Les frappes aériennes contre l'EI montrent leurs limites
Le long assaut de la petite ville kurde syrienne de Kobané (Aïn al Arab) l’atteste : les frappes aériennes de la coalition militaire internationale ne parviennent pas à faire reculer ni renoncer l’Etat islamique. Éclairage sur les échecs de ces raids éclairs.
- Publié le 06-10-2014 à 20h56
- Mis à jour le 07-10-2014 à 08h39
:focal(465x240:475x230)/cloudfront-eu-central-1.images.arcpublishing.com/ipmgroup/KLUM4X72RJHQFEKAT3R4ZA4WCY.jpg)
Le long assaut de la petite ville kurde syrienne de Kobané (Aïn al Arab) l’atteste : les frappes aériennes de la coalition militaire internationale ne parviennent pas à faire reculer ni renoncer l’Etat islamique. "C’est une stratégie faite pour contenir et affaiblir", analyse le géostratège Gérard Chaliand, spécialiste des conflits internationaux. "C’est donc une stratégie limitée qui vise à empêcher toute nouvelle offensive, comme celle de juin; à gêner considérablement la liberté d’action et de déplacement de cette organisation dans des pays désertiques et plats; et à détruire ses sources de financement, dont le pétrole."
Ces raids aériens éclairs frappent "les points clés des forces de l’ennemi sur l’ensemble d’un théâtre d’opérations : ses dépôts de munitions, ses aérodromes (s’il a des avions), ses casernements et puis, par tache d’huile, l’infrastructure qui fait vivre le pays, donc les centrales électriques, etc. C’est ce qui a été fait dans les Balkans contre la Serbie, et aussi en Libye contre Kadhafi", détaille le général français Jean-Claude Allard, aujourd’hui directeur de recherche à l’Institut de relations internationales et stratégiques (Iris), à Paris.

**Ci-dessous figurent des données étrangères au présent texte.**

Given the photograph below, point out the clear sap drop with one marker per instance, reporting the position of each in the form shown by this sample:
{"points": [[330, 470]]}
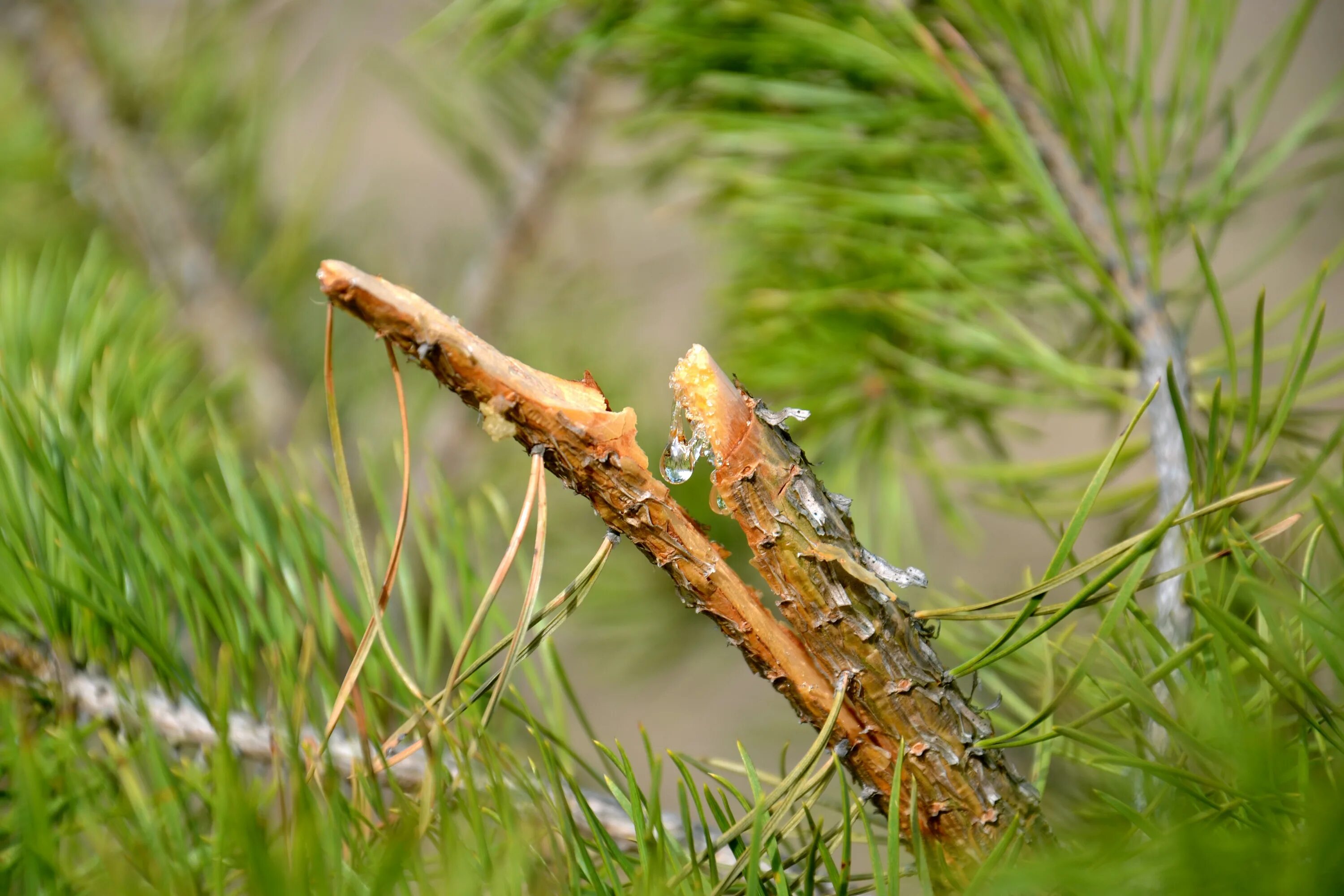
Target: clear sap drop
{"points": [[682, 453], [678, 460]]}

Mais "cette stratégie n’est pas efficace contre une armée du type de celle de l’Etat islamique", affirme l’ancien officier à la direction opérationnelle des armées, "parce que c’est une armée qui est sortie de la clandestinité, qui a récupéré du matériel et qui s’est réorganisée en une armée à peu près conventionnelle, avec des chars, etc. Mais dès qu’elle a vu qu’elle était frappée à cause de la formalisation de sa force, elle s’est repliée dans la semi-clandestinité, pour se cacher et se protéger au cœur des villes et des populations."
A Kobané, dit M. Allard, il y a aussi "une extrême difficulté pour réaliser le ciblage, donc la recherche et l’identification des cibles à frapper. Et puis, si une cible militaire est enchâssée dans un faubourg d’une ville, on va s’empêcher de la frapper".
Pas d’objectif clair
Ce profil de "guérillero" aujourd’hui adopté par les combattants de Daech complique la situation. "Pour combattre une guérilla de ce type, il faut aller au sol", indique le général, sans aller jusqu’à préconiser cette option.
Des combattants au sol pour une offensive généralisée contre Daech, Gérard Chaliand n’y croit pas. "Du côté occidental, il n’y en aura pas : les Américains ont dit qu’ils n’en voulaient pas, les Européens n’en ont pas les moyens. Quant aux pays arabes et à la Turquie, ils ne feront rien en dehors de ce qui est dans leurs intérêts propres."
Et, surtout, "il n’y a pas d’objectif clair", observe le général Allard. "On a l’impression que l’on réagit pour faire quelque chose sur le moment. Or, la montée en puissance de l’Etat islamique est connue depuis longtemps", souligne le haut gradé. "On doit savoir que tout Etat failli - donc à partir du moment où un gouvernement n’assure plus la gouvernance sur son pays - sera la proie des forces islamistes. Cela s’est passé en Libye, au nord de la Centrafrique, au nord du Mali où cela recommence malgré l’intervention (française, NdlR), en Syrie, Irak, dans une partie du Liban."
L’ex-secrétaire américain à la Défense (et ex-patron de la CIA) Leon Panetta a estimé lundi, dans un entretien accordé au quotidien "USA Today", que la lutte contre l’organisation jihadiste pourrait durer trente ans.
"Je ne mets pas de date, mais ce sera un conflit prolongé", estime M. Chaliand. "Cela continuera tant que l’idéologie de type jihadiste enflammera une partie des jeunes. A mesure que les échecs vont s’accumuler, l’appel peut devenir de moins en moins excitant."